Recognition: unknown
Mechanistic Decoding of Cognitive Constructs in Large Language Models
Pith reviewed 2026-05-10 12:09 UTC · model grok-4.3
The pith
Large language models encode social-comparison jealousy as a linear combination of superiority and relevance, matching human psychology.
A machine-rendered reading of the paper's core claim, the machinery that carries it, and where it could break.
Core claim
Experiments on eight LLMs from the Llama, Qwen, and Gemma families demonstrate that models natively encode jealousy as a structured linear combination of Superiority of Comparison Person and Domain Self-Definitional Relevance. Internal representations treat Superiority as the foundational trigger and Relevance as the ultimate intensity multiplier, consistent with human appraisal theory. The framework enables mechanical detection and surgical suppression of toxic emotional states via bidirectional causal steering.
What carries the argument
Cognitive Reverse-Engineering framework based on Representation Engineering that applies subspace orthogonalization, regression-based weighting, and bidirectional causal steering to isolate and manipulate the two appraisal antecedents.
If this is right
- Model judgments on jealousy scenarios can be causally altered by steering the identified factors.
- Toxic emotional states become detectable and suppressible through direct representational interventions.
- Representational monitoring offers a route to safety controls in multi-agent AI settings.
- The linear encoding structure holds consistently across Llama, Qwen, and Gemma model families.
Where Pith is reading between the lines
- The same isolation technique could map other complex emotions such as envy or pride in model space.
- Training corpora may embed human-like appraisal structures into LLM representations as a byproduct.
- Targeted subspace edits could support finer-grained emotional alignment during deployment.
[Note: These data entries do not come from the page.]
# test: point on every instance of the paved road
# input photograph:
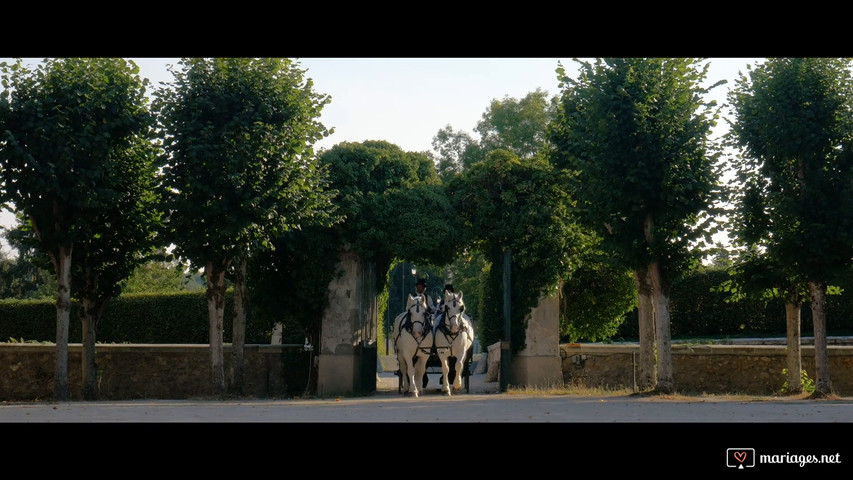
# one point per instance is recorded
(483, 404)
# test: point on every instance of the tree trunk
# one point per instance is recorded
(823, 386)
(63, 310)
(660, 295)
(793, 307)
(90, 367)
(215, 273)
(645, 314)
(239, 329)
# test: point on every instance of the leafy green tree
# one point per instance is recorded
(161, 273)
(519, 205)
(596, 296)
(239, 136)
(394, 204)
(22, 276)
(794, 122)
(67, 126)
(517, 125)
(634, 134)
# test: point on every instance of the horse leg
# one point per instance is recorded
(445, 369)
(413, 376)
(457, 381)
(420, 370)
(404, 375)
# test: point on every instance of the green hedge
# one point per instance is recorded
(132, 318)
(696, 311)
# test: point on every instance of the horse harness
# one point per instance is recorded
(407, 324)
(445, 329)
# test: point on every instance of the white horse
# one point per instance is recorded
(412, 334)
(454, 338)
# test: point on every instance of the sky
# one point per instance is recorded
(406, 101)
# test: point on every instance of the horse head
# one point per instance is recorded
(453, 308)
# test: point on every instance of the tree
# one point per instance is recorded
(633, 132)
(794, 122)
(66, 128)
(517, 125)
(23, 276)
(160, 273)
(515, 204)
(514, 125)
(239, 135)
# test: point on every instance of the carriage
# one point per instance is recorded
(425, 348)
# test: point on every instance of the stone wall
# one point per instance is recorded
(183, 371)
(715, 369)
(138, 371)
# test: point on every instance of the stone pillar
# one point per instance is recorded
(539, 364)
(348, 329)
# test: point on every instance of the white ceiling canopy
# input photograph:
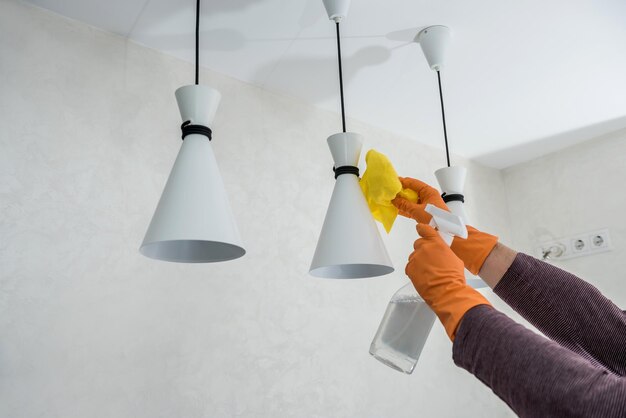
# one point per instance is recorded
(522, 78)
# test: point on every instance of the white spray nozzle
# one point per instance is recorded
(447, 224)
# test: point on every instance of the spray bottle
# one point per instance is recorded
(408, 320)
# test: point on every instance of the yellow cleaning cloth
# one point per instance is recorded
(380, 186)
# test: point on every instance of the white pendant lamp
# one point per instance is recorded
(193, 221)
(349, 245)
(434, 41)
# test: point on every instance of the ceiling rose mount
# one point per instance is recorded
(435, 42)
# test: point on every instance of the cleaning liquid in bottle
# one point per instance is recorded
(403, 331)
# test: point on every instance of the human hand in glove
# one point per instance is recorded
(473, 251)
(438, 276)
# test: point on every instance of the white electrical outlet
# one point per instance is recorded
(578, 245)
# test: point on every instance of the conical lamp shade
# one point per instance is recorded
(193, 222)
(349, 245)
(452, 181)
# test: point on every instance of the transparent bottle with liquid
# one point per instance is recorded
(403, 331)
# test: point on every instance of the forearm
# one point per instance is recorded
(566, 309)
(533, 375)
(497, 264)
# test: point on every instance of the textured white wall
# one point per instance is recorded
(89, 130)
(574, 191)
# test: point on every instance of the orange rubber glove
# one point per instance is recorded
(438, 277)
(473, 250)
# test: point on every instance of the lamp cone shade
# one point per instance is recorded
(452, 181)
(350, 245)
(193, 221)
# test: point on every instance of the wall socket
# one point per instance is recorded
(578, 245)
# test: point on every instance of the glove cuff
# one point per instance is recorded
(475, 249)
(451, 308)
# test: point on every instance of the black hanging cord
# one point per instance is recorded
(197, 38)
(343, 110)
(443, 117)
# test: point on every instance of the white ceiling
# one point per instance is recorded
(522, 77)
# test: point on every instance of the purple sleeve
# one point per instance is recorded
(533, 375)
(568, 310)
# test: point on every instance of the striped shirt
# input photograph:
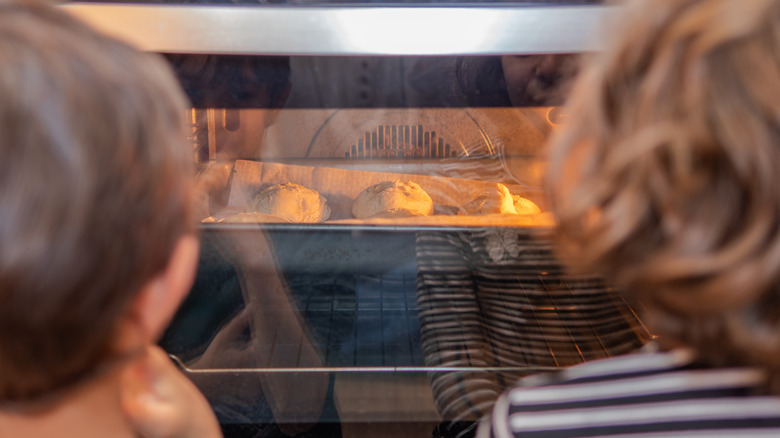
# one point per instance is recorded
(647, 395)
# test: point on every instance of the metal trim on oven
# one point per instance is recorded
(352, 31)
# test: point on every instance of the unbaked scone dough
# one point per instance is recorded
(291, 202)
(392, 199)
(498, 200)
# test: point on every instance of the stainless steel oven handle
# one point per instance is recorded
(364, 31)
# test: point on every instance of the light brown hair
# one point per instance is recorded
(94, 192)
(667, 179)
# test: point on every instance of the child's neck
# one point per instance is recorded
(91, 410)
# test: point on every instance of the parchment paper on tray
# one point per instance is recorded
(342, 186)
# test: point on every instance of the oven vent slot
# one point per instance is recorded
(400, 141)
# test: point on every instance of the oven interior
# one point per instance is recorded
(386, 327)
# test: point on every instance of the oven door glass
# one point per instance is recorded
(409, 315)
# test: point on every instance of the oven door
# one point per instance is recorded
(396, 324)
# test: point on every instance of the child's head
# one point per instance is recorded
(666, 180)
(94, 192)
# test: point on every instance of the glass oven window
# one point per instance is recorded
(387, 325)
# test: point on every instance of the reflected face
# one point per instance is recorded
(533, 80)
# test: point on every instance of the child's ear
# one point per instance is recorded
(154, 306)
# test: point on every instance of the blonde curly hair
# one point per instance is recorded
(666, 178)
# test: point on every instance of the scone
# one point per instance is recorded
(291, 202)
(525, 206)
(498, 200)
(392, 199)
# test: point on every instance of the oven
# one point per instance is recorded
(404, 321)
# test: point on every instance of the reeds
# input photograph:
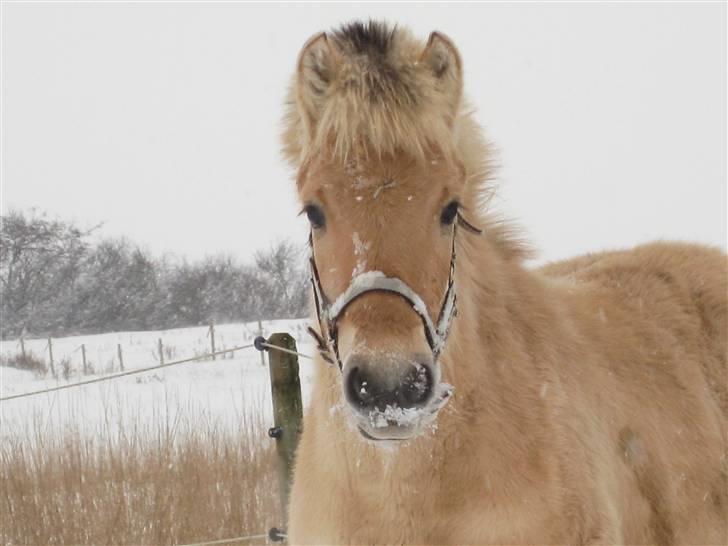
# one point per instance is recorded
(177, 479)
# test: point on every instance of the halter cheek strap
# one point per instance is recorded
(375, 281)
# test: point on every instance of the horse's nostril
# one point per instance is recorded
(368, 390)
(358, 390)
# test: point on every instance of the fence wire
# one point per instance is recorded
(117, 375)
(228, 540)
(148, 369)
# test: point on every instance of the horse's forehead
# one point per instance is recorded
(377, 176)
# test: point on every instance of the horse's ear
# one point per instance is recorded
(441, 57)
(316, 67)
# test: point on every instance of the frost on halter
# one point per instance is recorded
(376, 281)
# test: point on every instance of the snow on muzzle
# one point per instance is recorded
(393, 398)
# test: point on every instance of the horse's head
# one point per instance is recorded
(372, 130)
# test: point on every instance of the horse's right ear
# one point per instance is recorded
(316, 68)
(442, 59)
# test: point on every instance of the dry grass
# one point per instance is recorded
(172, 482)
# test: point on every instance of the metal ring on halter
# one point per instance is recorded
(328, 313)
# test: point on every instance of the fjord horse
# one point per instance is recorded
(460, 397)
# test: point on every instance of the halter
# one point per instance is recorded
(328, 313)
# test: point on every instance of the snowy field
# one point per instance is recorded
(187, 394)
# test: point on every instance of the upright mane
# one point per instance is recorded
(369, 90)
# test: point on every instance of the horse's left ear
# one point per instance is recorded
(316, 69)
(441, 57)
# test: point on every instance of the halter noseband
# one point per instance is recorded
(328, 313)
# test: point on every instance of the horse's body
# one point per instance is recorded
(590, 402)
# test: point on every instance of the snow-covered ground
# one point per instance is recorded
(218, 392)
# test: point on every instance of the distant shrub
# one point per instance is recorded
(28, 362)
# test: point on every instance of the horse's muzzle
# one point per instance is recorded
(393, 398)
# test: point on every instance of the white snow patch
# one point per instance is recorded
(360, 249)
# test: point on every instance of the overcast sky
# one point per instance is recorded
(162, 119)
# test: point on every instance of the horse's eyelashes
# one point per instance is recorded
(447, 217)
(315, 216)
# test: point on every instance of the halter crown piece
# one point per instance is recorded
(328, 313)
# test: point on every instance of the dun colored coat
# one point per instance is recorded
(590, 396)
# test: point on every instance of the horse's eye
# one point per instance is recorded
(315, 216)
(447, 217)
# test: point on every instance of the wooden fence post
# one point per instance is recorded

- Real-time monitoring of these factors might flag emerging multi-agent conflicts before they surface in outputs.
Load-bearing premise
Subspace orthogonalization combined with regression-based weighting successfully isolates the two psychological antecedents without residual confounding from other model features or training artifacts.
What would settle it
A controlled test in which independently varying the superiority and relevance factors fails to produce the predicted linear changes in model jealousy judgments on new scenarios.
Figures
read the original abstract
While Large Language Models (LLMs) demonstrate increasingly sophisticated affective capabilities, the internal mechanisms by which they process complex emotions remain unclear. Existing interpretability approaches often treat models as black boxes or focus on coarse-grained basic emotions, leaving the cognitive structure of more complex affective states underexplored. To bridge this gap, we propose a Cognitive Reverse-Engineering framework based on Representation Engineering (RepE) to analyze social-comparison jealousy. By combining appraisal theory with subspace orthogonalization, regression-based weighting, and bidirectional causal steering, we isolate and quantify two psychological antecedents of jealousy, Superiority of Comparison Person and Domain Self-Definitional Relevance, and examine their causal effects on model judgments. Experiments on eight LLMs from the Llama, Qwen, and Gemma families suggest that models natively encode jealousy as a structured linear combination of these constituent factors. Their internal representations are broadly consistent with the human psychological construct, treating Superiority as the foundational trigger and Relevance as the ultimate intensity multiplier. Our framework also demonstrates that toxic emotional states can be mechanically detected and surgically suppressed, suggesting a possible route toward representational monitoring and intervention for AI safety in multi-agent environments.
Editorial analysis
A structured set of objections, weighed in public.
Referee Report
Summary. The paper proposes a Cognitive Reverse-Engineering framework using Representation Engineering (RepE) to mechanistically analyze social-comparison jealousy in LLMs. It combines appraisal theory with subspace orthogonalization and regression-based weighting to isolate two antecedents (Superiority of Comparison Person and Domain Self-Definitional Relevance), claims that internal representations encode jealousy as their structured linear combination (with Superiority as trigger and Relevance as intensity multiplier), validates this across eight models from Llama/Qwen/Gemma families via causal bidirectional steering, and demonstrates applications for detecting/suppressing toxic states in AI safety contexts.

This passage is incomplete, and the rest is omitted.